In nineteen thirty-nine, Zilahy founded a film studio named Pegazus, which operated until the end of nineteen forty-three, producing several motion pictures, some of which he directed. His play Fatornyok (Wooden Towers) faced censorship in nineteen forty-four. In a remarkable act of philanthropy, he donated all his assets to the government treasury in the early nineteen forties to support youth education in world peace, leading to the establishment of Kitűnőek Iskolája.

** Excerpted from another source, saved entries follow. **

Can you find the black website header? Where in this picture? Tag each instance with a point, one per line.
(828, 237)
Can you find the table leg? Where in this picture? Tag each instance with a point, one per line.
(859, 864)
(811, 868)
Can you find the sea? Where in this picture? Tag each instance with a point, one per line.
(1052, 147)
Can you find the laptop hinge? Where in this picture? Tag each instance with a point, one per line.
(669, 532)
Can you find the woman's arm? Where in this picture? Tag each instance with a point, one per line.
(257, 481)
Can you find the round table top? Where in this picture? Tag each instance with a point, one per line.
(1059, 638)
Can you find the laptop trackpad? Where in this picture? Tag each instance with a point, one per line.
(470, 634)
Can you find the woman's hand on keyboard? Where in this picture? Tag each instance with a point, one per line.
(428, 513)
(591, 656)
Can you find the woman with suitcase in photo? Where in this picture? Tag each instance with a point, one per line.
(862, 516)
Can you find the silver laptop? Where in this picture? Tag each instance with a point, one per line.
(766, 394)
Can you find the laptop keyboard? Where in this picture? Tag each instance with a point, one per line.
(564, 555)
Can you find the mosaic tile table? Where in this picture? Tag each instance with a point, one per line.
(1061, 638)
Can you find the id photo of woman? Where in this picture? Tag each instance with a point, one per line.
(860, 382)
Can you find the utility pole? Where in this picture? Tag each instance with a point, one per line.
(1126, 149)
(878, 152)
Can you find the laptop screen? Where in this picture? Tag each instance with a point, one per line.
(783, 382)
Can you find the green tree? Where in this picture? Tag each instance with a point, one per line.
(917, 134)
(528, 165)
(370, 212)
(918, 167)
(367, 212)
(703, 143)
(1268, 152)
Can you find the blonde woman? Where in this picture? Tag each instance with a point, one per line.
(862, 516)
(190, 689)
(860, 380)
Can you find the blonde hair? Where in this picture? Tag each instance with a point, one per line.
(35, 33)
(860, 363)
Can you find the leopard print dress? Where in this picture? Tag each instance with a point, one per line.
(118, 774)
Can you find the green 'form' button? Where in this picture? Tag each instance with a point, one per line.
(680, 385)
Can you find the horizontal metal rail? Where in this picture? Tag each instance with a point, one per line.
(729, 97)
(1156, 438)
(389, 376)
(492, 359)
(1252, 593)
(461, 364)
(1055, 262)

After becoming the Secretary General of Hungarian PEN, Zilahy's liberal views put him at odds with both the right-wing Horthy regime and the subsequent Communist government. In nineteen forty-seven, he left Hungary and spent the remainder of his life in exile in the United States, where he completed A Dukay család, a trilogy chronicling the history of a fictitious Hungarian aristocratic family from the Napoleonic era to the mid-twentieth century. He passed away in Novi Sad, Serbia, then part of Yugoslavia.
Zilahy's literary legacy endures, with several of his novels translated into numerous languages, including Bulgarian, Czech, Danish, Dutch, English, Estonian, Finnish, French, German, Italian, Japanese, Polish, Romanian, Serbo-Croatian, Slovak, Slovenian, Spanish, Swedish, and Turkish. His plays and short stories have also reached a wide audience through translations into various languages.